というか、答えさせる気ないだろ! 聞かれていることがことだから、黙っていたいような気もするけど……
「そんな、のっ……わかる、だろ……っ」
「ちゃんと真尋さんの口から聞きたいです」
「なっ――あぁあ、ひっ、でちゃ、でるぅそれ……っ」
深くくわえ込まれたまま、粘膜のなかの指にグリグリ突き上げられるし、抉られる。なのに、くちびるにも舌にも締めつけられてあふれ出るのを塞き止められて、無駄にガタガタ、ロッカーを揺らすだけにおわる。これは、催促以外の何でもない……よな。
「……は、はじめて……だよ」
座り込みそうな体が、気持ちよさ恥ずかしさに侵されているせいで小刻みにふるえる。
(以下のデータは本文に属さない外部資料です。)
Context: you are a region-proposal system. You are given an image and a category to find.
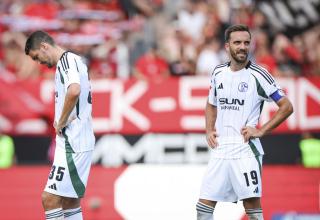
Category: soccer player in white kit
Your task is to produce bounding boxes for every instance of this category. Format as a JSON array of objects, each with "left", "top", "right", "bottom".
[
  {"left": 25, "top": 31, "right": 95, "bottom": 220},
  {"left": 197, "top": 24, "right": 293, "bottom": 220}
]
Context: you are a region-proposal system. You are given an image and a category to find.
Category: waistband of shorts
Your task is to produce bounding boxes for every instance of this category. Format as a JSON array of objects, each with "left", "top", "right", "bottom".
[{"left": 217, "top": 136, "right": 246, "bottom": 145}]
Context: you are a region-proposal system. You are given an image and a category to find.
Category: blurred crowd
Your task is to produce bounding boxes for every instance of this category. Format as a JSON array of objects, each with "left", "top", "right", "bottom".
[{"left": 0, "top": 0, "right": 320, "bottom": 81}]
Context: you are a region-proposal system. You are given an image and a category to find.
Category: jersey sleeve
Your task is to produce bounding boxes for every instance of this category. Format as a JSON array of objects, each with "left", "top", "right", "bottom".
[
  {"left": 255, "top": 69, "right": 285, "bottom": 102},
  {"left": 208, "top": 72, "right": 217, "bottom": 106},
  {"left": 62, "top": 53, "right": 80, "bottom": 89}
]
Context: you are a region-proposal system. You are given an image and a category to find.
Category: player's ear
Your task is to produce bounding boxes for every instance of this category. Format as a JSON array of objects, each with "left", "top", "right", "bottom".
[{"left": 40, "top": 42, "right": 49, "bottom": 50}]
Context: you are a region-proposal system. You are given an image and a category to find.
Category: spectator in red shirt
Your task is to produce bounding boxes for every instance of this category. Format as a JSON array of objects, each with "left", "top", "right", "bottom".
[{"left": 133, "top": 46, "right": 170, "bottom": 82}]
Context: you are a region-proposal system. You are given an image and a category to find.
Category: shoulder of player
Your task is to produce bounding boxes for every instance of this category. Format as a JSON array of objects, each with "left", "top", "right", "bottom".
[
  {"left": 58, "top": 51, "right": 82, "bottom": 71},
  {"left": 248, "top": 62, "right": 274, "bottom": 85},
  {"left": 212, "top": 62, "right": 230, "bottom": 76}
]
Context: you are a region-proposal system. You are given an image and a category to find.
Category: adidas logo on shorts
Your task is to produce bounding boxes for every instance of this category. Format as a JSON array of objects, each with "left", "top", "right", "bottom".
[{"left": 48, "top": 183, "right": 57, "bottom": 190}]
支えてくれている守屋にはそれが全部伝わっているけど、もう仕方ない。
「そんなの……わかってるくせに……言わせんなっ」
ちょっとプライドも傷つきそうな告白に、さすがに俺はシャツを握っていた手で涙を拭った。
「……俺も、はじめてですよ?」
胸元から見上げる守屋の言葉に、まばたきを返す。
ちょっと……言ってる意味がわからない、と俺は眉を寄せた。
「……バカにしてんの、うそつきなの」
「まあ、ちょっと意味がちがいますけどね」
「じゃあっどういう……んっ、んんっ」
馴染ませるようにやわらかく広げていた指が抜けていく。立ち上がるついでに、守屋は俺のことも抱き起こした。